As a young activist, Jennifer Lawson left Tuskegee University in the 1960s to work full time for the Student Nonviolent Coordinating Committee.
As a field secretary in Lowndes County, Alabama, Lawson encouraged residents to register to vote and explained how the Lowndes County Freedom Organization, the independent political party SNCC built with local residents, could help black people win political power.
When the LCFO chose the black panther as its symbol — a response to the white Democratic Party in the county that had chosen a white rooster as its symbol — Lawson was the one to paint it on billboards.
"The local people said they wanted a black cat to run that white rooster out of the county," Lawson said laughing.
Today, Lawson is a member of the SNCC Legacy Project and contributor to the SNCC Digital Gateway.

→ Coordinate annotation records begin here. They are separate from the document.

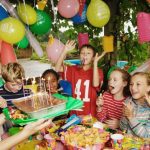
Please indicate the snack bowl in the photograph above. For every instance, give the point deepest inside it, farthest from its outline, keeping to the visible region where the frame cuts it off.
(39, 105)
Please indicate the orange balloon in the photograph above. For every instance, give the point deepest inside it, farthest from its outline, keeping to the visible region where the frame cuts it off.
(7, 53)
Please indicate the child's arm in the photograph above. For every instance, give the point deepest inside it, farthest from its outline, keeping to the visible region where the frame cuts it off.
(3, 103)
(141, 129)
(25, 133)
(2, 119)
(68, 47)
(96, 78)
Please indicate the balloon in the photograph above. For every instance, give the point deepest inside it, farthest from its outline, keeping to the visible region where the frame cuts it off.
(7, 53)
(54, 50)
(3, 13)
(43, 23)
(0, 45)
(34, 43)
(23, 43)
(68, 8)
(79, 19)
(98, 13)
(11, 30)
(27, 13)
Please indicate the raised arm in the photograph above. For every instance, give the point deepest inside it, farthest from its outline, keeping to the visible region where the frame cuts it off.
(68, 47)
(96, 77)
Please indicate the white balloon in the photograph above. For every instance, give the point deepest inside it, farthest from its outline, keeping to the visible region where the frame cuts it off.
(32, 40)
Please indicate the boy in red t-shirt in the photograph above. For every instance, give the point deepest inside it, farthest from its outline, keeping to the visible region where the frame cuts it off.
(86, 79)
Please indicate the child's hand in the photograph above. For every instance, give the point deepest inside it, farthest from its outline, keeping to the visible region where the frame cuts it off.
(70, 45)
(128, 110)
(147, 98)
(112, 123)
(3, 103)
(99, 100)
(36, 126)
(97, 58)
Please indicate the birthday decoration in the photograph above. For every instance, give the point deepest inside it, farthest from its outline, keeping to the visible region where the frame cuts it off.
(108, 45)
(80, 18)
(27, 13)
(3, 13)
(33, 41)
(41, 4)
(43, 23)
(23, 43)
(83, 38)
(68, 8)
(9, 28)
(143, 19)
(54, 49)
(98, 13)
(7, 53)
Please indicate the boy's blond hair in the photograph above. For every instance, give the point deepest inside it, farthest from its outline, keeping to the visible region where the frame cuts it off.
(12, 72)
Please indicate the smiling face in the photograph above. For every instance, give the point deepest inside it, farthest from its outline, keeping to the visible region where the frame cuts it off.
(14, 86)
(139, 86)
(116, 83)
(51, 82)
(86, 55)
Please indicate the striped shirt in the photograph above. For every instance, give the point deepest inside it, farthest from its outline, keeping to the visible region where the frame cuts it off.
(140, 124)
(111, 108)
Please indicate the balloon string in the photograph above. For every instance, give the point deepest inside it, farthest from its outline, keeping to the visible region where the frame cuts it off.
(54, 11)
(25, 11)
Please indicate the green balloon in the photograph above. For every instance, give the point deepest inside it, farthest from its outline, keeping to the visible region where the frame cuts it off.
(23, 43)
(43, 24)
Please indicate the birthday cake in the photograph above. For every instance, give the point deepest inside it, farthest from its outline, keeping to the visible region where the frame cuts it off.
(39, 105)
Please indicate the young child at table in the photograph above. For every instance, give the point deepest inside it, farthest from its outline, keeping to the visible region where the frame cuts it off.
(53, 84)
(86, 79)
(136, 118)
(28, 130)
(110, 104)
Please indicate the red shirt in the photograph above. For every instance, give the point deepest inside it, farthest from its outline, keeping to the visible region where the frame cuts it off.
(111, 109)
(82, 88)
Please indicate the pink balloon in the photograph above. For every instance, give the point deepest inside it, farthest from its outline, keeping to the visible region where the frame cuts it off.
(54, 50)
(7, 53)
(68, 8)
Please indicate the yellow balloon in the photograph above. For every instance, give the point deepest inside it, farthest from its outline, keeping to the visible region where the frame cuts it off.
(98, 13)
(11, 30)
(27, 13)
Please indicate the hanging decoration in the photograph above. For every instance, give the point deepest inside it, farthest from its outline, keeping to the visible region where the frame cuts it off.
(83, 38)
(143, 21)
(41, 4)
(98, 13)
(108, 43)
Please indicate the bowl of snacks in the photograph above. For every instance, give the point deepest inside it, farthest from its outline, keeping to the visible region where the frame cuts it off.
(84, 138)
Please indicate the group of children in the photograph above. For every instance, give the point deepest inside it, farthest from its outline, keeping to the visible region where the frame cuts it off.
(125, 105)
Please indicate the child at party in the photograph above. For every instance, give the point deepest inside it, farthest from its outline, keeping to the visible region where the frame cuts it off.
(53, 84)
(13, 73)
(24, 134)
(86, 79)
(110, 104)
(136, 118)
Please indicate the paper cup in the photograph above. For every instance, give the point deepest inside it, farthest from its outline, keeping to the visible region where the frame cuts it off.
(117, 140)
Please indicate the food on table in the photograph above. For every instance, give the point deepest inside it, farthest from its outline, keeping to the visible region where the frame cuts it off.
(81, 136)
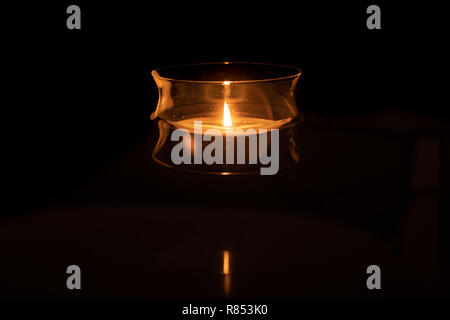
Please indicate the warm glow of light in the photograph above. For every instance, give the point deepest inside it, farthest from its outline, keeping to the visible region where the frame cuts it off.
(226, 116)
(226, 262)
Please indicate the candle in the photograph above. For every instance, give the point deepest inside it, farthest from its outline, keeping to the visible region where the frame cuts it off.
(231, 125)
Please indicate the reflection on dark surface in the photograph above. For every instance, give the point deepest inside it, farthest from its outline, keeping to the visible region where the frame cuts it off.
(361, 195)
(289, 150)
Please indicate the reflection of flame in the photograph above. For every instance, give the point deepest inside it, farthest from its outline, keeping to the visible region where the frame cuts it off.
(226, 116)
(226, 262)
(226, 273)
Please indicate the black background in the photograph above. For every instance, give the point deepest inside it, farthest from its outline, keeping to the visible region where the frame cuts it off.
(82, 97)
(76, 101)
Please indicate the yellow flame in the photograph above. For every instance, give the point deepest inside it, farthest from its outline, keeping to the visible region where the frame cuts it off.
(226, 116)
(226, 262)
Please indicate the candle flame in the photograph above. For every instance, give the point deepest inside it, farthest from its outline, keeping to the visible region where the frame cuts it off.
(226, 116)
(226, 262)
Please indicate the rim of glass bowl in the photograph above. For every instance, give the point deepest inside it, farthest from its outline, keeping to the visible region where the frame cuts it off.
(296, 72)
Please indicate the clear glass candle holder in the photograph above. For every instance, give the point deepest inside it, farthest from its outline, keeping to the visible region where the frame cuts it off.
(240, 97)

The project, which created an online archive and activism platform, is a product of a five-year partnership between SNCC, the Center for Documentary Studies at Duke and Duke University Libraries.
Two generations of activists came together for a two-day symposium at Duke University last weekend to reflect on and celebrate the completion of the SNCC Digital Gateway.
SNCC, an organization started by participants of the sit-in movement that began in Greensboro in February 1960, formed after a meeting held by activist Ella Baker at Shaw University the same year. SNCC gave young Black Americans a stronger voice in the civil rights movement.
"These are people who changed the world in a very short period of time if you think about the space of one college semester,” said Wesley Hogan, the director of the Center for Documentary Studies at Duke.